Roll back to a previous release — re-starts it, health-checks it, and switches traffic back (defaults to the most recently retired release; a failed rollback leaves the current release active). Rollback manages processes only, not database migrations:

rollbridge rollback --config rollbridge.js                  # the previous release
rollbridge rollback --config rollbridge.js --release-id v3

Restart non-proxied processes in place — all of them, one by id, or a policy group (the proxied process is never restarted; use deploy for that):

rollbridge restart --config rollbridge.js                      # all non-proxied processes
rollbridge restart --config rollbridge.js --process background-jobs-worker
rollbridge restart --config rollbridge.js --policy companion

Shut down the daemon and managed processes:

rollbridge shutdown --config rollbridge.js

Prepare a first Rollbridge deploy by recovering Rollbridge-managed orphans and stopping configured legacy processes:

rollbridge predeploy-cleanup --config rollbridge.js --release-path /srv/app/current

Enable shell completion (bash or zsh) for command names and option flags:

source <(rollbridge completion bash)   # add to ~/.bashrc
source <(rollbridge completion zsh)    # add to ~/.zshrc

Nginx

Nginx should proxy to Rollbridge, not directly to Velocious:

location / {
  proxy_pass http://127.0.0.1:8182;
  proxy_http_version 1.1;
  proxy_set_header Upgrade $http_upgrade;
  proxy_set_header Connection "upgrade";
  proxy_set_header Host $host;
  proxy_set_header X-Forwarded-For $proxy_add_x_forwarded_for;
  proxy_set_header X-Forwarded-Proto $scheme;
}

See docs/nginx.md for the full guide — WebSocket upgrade headers, timeouts for long-lived connections, forwarded headers, and common failure modes (502/503, dropped WebSockets).

Running under systemd

Run the long-lived daemon as a systemd service so it starts on boot and is restarted if it crashes. A ready-to-edit unit lives at examples/rollbridge.service:

sudo cp examples/rollbridge.service /etc/systemd/system/rollbridge.service
# edit User/Group, WorkingDirectory, the ExecStart path, and --config
sudo systemctl daemon-reload
sudo systemctl enable --now rollbridge
sudo systemctl status rollbridge

The unit runs rollbridge daemon --config <stable-config> in the foreground, so its output goes to the journal (journalctl -u rollbridge). Key directives:

  • KillMode=mixed / KillSignal=SIGTERM: Rollbridge stops its own managed child process groups on SIGTERM, so systemd signals only the daemon and lets it shut down gracefully before escalating to SIGKILL.
  • TimeoutStopSec: give the daemon time to stop its managed processes; size it above the largest process gracefulStopMs (the daemon SIGKILLs stragglers after that). Note that systemctl stop/reboot stops processes but does not drain HTTP/WebSocket connections — connection draining happens only during rollbridge deploy release transitions.

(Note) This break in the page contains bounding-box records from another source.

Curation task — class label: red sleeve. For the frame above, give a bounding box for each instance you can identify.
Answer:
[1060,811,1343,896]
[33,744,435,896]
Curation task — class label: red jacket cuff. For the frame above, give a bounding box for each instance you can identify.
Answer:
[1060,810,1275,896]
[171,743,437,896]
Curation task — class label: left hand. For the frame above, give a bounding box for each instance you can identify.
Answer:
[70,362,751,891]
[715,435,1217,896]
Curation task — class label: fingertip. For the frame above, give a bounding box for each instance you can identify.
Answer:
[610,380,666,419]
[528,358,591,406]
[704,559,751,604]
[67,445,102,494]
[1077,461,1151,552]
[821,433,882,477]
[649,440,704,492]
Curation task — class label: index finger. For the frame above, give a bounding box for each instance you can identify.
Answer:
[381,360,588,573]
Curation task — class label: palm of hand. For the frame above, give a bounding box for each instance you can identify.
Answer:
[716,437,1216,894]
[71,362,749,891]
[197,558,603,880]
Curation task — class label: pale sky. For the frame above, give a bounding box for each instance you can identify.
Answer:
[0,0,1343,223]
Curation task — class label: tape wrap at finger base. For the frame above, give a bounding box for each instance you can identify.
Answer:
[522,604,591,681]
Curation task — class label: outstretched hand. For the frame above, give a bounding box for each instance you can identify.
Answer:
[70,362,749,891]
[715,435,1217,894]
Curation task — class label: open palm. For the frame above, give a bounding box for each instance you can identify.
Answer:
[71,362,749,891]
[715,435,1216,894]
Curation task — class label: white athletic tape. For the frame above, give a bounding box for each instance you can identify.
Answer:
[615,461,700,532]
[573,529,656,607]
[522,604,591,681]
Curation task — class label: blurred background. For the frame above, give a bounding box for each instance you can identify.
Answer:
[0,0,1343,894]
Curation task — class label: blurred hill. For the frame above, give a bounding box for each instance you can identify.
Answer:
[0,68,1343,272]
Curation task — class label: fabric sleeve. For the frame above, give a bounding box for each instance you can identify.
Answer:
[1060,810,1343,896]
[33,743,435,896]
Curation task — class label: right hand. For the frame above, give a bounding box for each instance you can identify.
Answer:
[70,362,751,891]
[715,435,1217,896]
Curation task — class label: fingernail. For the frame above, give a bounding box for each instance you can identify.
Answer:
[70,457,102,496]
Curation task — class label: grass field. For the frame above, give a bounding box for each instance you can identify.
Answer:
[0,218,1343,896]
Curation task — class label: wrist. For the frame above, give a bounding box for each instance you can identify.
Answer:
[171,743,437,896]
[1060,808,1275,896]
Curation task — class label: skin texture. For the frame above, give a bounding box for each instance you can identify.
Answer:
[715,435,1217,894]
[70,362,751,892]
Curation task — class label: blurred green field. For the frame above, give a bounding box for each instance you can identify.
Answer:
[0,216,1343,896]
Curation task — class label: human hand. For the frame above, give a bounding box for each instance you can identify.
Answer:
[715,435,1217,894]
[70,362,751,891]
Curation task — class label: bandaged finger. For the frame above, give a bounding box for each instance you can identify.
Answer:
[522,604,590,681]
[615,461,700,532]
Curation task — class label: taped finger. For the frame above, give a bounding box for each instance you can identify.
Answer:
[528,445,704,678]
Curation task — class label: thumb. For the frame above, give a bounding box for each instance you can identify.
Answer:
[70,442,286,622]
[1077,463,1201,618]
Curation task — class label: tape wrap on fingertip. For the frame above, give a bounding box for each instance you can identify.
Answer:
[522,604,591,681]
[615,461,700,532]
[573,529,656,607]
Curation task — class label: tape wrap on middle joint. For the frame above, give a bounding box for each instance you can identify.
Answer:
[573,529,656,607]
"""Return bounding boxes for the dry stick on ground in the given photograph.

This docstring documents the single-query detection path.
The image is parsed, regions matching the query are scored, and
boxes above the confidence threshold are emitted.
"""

The daemon is long-lived and survives deploys. Deploy with rollbridge deploy (or rollbridge deploy --ensure-daemon), not systemctl restart — pointing --config at a stable, daemon-wide file while release paths are passed per deploy. Use command -v rollbridge to find the absolute CLI path for ExecStart.

See docs/logging.md for where the daemon's JSON logs go (stdout / journald / the --daemon-log-path file) and how to rotate them — the daemon holds its log file open, so logrotate needs copytruncate.

Deployment Notes

Run migrations before rollbridge deploy, and keep migrations backwards-compatible while old and new web releases overlap. For stable local brokers such as Velocious Beacon or background-jobs-main, use service when the process should survive deploys and restart from the latest successful release if it crashes.

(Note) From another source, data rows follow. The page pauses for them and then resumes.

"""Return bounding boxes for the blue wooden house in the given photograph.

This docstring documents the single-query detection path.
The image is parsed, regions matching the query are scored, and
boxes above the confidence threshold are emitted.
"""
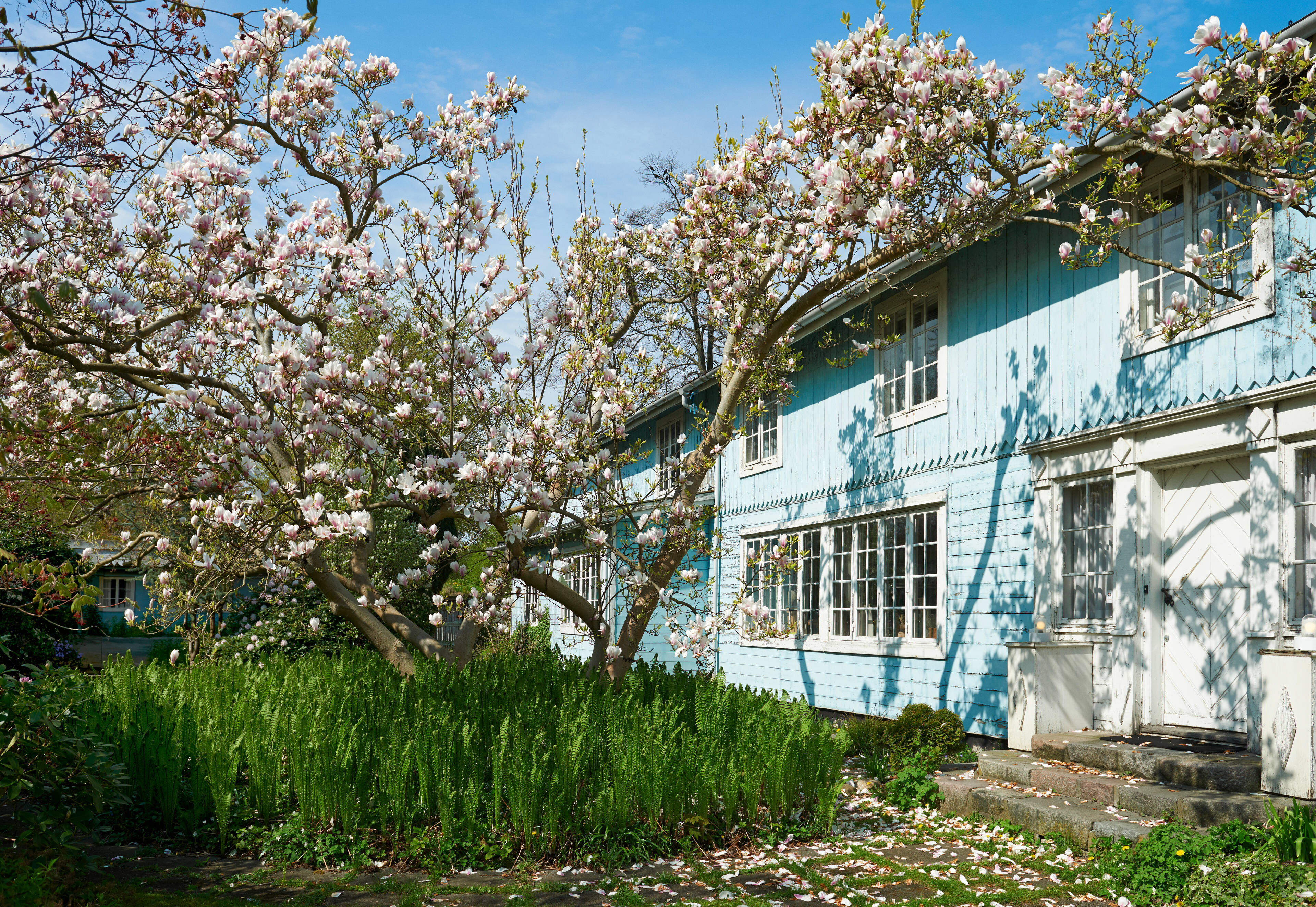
[555,141,1316,748]
[72,538,153,628]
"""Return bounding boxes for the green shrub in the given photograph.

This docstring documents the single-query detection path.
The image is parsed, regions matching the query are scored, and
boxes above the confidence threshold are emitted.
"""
[96,650,842,854]
[886,703,965,760]
[1096,819,1262,903]
[884,746,942,810]
[0,640,126,903]
[1266,800,1316,863]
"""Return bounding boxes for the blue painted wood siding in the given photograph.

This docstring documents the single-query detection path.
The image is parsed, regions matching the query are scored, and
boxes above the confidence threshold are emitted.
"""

See docs/deploy-recipes.md for ready-to-use shell, CI, and Capistrano recipes that drive Rollbridge through its CLI, and docs/troubleshooting.md for diagnosing health-check failures, port conflicts, stale sockets, crash loops, and stuck draining releases.

Releasing

Maintainers can publish a patch release from the latest default branch:

npm run release:patch

The release script owns the package version bump, lockfile update, default-branch commit, push, and npm publish. Do not run npm version manually before running it.

See docs/releasing.md for the maintainer release checklist — the pre-flight checks before npm run release:patch and what to verify after.

License

Rollbridge is released under the MIT License.